A common difficulty many companies face when embarking on a lean journey is getting people – at all levels – to buy into the philosophy and commit to a new approach to business. Lean generally follows a different way of thinking, and success often requires transformation of leaders as well as a change in behaviors across the organization. Without significant transformation, lean becomes nothing more than a short-lived effort to attack waste on a project-by-project basis.
It is not enough to say that leadership is the key to successful implementation of lean thinking.
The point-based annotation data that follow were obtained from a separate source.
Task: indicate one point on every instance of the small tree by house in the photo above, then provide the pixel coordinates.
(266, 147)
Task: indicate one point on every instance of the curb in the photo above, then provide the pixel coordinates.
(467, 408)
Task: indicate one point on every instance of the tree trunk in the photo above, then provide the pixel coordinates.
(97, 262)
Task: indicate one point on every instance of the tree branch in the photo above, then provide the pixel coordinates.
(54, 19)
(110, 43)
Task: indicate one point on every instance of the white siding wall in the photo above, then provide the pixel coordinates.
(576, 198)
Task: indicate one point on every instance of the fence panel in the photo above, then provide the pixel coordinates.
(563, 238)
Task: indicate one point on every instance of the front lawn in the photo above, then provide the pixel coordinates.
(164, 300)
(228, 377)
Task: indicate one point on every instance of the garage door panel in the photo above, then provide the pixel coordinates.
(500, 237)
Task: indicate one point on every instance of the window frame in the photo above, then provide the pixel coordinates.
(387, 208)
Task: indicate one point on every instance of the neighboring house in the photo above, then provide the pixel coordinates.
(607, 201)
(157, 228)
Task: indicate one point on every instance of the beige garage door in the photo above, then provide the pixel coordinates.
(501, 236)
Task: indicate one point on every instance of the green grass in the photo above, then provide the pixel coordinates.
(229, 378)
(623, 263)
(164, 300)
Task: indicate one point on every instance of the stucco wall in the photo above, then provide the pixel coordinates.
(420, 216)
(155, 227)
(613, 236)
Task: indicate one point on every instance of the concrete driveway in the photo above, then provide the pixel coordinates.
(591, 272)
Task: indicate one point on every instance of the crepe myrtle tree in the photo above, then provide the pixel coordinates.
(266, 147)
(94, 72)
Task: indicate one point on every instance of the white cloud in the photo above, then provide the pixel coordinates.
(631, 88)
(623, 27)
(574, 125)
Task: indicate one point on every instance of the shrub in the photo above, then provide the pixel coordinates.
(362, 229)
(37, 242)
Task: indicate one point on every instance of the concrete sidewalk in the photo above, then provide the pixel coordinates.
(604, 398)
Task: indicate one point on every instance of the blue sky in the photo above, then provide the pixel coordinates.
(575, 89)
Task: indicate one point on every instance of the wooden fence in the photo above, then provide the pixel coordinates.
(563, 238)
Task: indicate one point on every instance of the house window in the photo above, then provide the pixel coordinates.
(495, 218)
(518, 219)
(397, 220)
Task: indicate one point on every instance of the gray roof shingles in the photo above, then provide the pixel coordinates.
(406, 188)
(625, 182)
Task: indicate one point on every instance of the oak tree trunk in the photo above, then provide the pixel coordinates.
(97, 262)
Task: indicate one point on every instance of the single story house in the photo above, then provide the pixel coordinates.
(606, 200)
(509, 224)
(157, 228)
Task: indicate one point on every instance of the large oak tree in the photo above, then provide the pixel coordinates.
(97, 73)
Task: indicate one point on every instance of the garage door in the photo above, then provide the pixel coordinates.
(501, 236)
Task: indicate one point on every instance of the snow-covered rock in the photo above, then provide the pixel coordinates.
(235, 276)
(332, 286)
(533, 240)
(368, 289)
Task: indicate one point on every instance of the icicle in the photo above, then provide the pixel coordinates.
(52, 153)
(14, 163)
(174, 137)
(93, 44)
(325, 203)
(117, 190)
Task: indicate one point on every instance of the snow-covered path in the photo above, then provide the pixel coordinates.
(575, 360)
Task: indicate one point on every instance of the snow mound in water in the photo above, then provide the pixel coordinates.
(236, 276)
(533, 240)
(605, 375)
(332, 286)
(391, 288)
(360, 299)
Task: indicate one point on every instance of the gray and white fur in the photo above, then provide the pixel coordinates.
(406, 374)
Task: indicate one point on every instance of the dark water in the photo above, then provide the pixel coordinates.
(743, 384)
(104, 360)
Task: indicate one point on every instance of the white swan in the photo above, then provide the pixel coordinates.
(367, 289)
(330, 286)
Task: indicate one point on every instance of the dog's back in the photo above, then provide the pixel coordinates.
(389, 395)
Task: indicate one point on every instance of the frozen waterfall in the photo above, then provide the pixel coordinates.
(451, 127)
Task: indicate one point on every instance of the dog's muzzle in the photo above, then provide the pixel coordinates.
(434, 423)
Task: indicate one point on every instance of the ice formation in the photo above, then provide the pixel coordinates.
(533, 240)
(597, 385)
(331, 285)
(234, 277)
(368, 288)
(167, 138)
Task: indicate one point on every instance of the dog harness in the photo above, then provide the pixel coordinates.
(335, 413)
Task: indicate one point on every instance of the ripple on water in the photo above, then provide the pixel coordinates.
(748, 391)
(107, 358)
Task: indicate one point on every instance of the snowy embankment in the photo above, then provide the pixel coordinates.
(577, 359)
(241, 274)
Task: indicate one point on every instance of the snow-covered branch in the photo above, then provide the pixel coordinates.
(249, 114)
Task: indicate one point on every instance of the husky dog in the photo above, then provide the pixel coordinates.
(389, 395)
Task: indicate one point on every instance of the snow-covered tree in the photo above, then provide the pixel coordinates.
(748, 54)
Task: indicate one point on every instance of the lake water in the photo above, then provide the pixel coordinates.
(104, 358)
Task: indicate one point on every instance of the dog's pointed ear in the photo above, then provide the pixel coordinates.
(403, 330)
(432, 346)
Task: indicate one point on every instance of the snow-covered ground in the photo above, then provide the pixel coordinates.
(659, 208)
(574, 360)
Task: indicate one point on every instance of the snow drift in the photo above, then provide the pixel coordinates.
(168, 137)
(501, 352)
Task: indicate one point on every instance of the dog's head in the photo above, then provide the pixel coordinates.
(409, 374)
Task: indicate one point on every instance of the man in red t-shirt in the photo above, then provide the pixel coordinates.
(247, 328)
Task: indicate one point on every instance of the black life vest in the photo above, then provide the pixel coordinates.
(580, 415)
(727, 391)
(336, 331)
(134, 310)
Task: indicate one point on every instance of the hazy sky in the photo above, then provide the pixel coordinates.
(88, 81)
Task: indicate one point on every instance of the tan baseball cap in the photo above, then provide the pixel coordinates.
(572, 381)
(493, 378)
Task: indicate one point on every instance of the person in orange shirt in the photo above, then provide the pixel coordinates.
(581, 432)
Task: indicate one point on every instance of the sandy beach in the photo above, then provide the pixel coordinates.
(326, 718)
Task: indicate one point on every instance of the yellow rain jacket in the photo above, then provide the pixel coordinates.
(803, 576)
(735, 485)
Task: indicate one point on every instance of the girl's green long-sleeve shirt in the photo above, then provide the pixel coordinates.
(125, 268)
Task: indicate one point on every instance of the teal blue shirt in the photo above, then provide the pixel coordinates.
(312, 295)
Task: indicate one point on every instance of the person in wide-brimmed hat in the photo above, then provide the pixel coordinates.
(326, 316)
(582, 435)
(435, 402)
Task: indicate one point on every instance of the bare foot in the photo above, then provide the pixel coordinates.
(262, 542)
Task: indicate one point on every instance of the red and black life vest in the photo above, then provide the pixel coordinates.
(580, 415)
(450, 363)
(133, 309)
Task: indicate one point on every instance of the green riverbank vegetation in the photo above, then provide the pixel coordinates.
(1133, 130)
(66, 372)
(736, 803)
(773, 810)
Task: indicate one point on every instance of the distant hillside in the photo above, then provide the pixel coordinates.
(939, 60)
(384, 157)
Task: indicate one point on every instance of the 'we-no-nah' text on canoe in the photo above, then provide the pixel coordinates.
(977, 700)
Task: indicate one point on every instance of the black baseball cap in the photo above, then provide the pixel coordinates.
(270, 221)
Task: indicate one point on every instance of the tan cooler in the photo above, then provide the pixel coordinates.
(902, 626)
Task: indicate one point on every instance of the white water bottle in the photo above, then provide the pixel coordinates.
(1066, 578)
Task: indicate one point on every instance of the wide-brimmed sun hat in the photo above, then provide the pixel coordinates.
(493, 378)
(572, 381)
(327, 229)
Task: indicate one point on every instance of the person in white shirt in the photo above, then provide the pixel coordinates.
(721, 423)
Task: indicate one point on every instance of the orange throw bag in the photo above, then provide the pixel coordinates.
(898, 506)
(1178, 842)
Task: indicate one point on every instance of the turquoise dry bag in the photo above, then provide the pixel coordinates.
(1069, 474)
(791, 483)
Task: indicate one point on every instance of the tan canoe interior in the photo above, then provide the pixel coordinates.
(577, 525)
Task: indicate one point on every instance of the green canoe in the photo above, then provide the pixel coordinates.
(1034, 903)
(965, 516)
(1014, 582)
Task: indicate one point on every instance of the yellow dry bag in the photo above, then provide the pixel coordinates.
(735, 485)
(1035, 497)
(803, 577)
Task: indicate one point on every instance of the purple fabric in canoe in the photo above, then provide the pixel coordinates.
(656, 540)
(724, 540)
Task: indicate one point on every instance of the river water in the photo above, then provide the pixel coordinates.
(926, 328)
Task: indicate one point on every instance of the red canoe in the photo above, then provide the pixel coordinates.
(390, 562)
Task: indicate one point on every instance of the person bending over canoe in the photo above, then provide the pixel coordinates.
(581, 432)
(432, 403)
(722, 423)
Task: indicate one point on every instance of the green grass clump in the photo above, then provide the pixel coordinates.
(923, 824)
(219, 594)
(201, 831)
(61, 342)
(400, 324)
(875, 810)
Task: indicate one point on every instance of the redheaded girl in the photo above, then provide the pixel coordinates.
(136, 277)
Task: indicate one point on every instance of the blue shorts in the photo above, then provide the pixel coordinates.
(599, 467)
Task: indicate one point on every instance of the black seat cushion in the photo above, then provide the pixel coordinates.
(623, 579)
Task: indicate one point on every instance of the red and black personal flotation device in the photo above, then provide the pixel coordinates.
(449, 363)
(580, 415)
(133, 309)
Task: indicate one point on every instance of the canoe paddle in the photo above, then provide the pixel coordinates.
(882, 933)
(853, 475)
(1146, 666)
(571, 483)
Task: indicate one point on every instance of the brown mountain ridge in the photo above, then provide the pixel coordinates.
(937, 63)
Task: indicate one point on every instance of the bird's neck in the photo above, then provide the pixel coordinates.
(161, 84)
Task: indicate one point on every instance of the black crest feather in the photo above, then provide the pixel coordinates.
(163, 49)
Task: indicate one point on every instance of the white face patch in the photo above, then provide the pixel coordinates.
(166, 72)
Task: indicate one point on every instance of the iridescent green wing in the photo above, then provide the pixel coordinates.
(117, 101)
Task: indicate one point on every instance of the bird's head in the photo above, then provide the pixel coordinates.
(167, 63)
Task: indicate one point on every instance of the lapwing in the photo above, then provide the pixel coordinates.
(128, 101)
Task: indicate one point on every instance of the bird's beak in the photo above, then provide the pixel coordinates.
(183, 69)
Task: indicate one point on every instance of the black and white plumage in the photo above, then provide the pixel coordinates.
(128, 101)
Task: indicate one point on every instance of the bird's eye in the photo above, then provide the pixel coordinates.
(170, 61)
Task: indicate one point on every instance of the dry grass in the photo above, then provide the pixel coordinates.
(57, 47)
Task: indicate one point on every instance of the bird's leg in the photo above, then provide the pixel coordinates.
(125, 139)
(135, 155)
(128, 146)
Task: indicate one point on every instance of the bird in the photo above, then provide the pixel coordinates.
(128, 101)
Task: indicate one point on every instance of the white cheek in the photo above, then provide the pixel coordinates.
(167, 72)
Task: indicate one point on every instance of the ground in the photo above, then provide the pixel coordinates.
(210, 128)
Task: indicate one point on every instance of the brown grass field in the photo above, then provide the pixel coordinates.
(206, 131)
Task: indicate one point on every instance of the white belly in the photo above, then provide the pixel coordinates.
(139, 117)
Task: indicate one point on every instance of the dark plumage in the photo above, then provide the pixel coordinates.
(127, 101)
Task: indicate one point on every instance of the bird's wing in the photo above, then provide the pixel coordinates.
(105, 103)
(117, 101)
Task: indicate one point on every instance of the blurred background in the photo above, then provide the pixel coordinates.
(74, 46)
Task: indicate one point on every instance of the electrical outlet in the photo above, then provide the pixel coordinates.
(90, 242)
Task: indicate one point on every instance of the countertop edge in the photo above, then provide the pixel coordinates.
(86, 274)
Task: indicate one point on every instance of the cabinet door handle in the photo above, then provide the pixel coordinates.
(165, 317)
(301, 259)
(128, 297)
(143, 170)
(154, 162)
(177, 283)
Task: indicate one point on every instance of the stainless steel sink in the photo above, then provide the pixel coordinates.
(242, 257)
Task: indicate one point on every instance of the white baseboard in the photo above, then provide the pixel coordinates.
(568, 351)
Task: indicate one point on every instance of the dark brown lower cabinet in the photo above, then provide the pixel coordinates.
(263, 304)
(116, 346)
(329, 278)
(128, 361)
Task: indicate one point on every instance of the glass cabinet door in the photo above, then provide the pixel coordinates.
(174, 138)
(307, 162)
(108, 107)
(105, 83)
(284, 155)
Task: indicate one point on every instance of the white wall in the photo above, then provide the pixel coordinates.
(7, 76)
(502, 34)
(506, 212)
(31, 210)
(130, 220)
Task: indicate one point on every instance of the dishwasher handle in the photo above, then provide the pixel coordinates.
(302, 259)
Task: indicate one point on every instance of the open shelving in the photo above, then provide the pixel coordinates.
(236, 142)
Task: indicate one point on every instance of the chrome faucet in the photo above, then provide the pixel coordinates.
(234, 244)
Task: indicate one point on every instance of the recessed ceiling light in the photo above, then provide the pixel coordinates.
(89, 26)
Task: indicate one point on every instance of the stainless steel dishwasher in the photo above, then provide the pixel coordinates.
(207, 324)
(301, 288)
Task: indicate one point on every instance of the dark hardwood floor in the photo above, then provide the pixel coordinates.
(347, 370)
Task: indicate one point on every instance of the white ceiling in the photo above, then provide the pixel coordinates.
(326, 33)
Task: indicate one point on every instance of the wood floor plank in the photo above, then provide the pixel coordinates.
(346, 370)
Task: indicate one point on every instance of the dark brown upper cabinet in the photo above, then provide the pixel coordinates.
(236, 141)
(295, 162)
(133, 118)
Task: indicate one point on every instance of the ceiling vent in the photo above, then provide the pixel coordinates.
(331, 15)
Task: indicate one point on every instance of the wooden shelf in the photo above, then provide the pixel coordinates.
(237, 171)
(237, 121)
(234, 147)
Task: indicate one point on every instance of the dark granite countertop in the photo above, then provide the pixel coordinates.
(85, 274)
Without understanding what this means, we cannot truly transform an organization and build a sustained improvement process.
I have come to the conclusion that a critical – and often missing – component of leadership necessary to transform an organization is a deep understanding and application of the Deming system of management. Most lean deployments include training of the management team in basic lean methodology, the categories of waste, and improvement tools, but very few organizations include Deming’s system of profound knowledge as part of the roll-out.
Although there are many people over the years who contributed to the development of the Toyota Production System (TPS), W. Edwards Deming taught the managers at Toyota about leadership, which was critical to the development, success, and longevity of the system. I have been lucky enough to visit Toyota on several occasions and, although I never heard Deming’s name mentioned, his influence on their culture and systems is still readily apparent.
The System of Profound Knowledge
In his final book, The New Economics, Deming presented his System of Profound Knowledge. It basically defines the competencies required for effective leadership. Since transformation of an organization begins with transformation of the individual, a company has no chance of deploying lean thinking unless its leaders completely believe in the need to change and clearly understand what it means to the organization.
According to Deming, there are four areas that anyone in a leadership position must possess and continue to develop in order for the organization to remain competitive and continually improve performance. Being competent in – and actively practicing – these four areas is what separates leaders from bosses.
The four areas that must be part of an organization’s leadership DNA include:
- Systems Thinking: A clear understanding of the organization’s overall system – i.e., the entire process for transforming materials and information into products and services for customers – and how each area (including suppliers) affects its ability to serve customers;
- Knowledge of Variation: Understanding how to use metrics and data to gain insight into the causes of variation in quality and performance. Requires training in basic statistical theory and, among other things, how to separate trends and true changes in performance from normal variation;
- Theory of Knowledge: Continually developing and testing assumptions to gain knowledge is a critical part of management. Applying the Plan-Do-Check-Act (PDCA) cycle improves leadership by enabling learning about the business and clarifying relationships between causes and effects – which is vital to successful planning;
- Psychology: Organizations are made up of people and those in leadership positions need to understand how to hire effectively and motivate people and help them continually develop and improve.
Without a clear understanding of the company’s leadership DNA and faithfully using it to select and develop leaders, a company can end up with such a wide variation in leadership styles that attempting transformation – or pretty much anything else – will be futile. Deming’s System of Profound Knowledge gives us a foundation from which to build a company’s management system and begin the transformation toward lean thinking.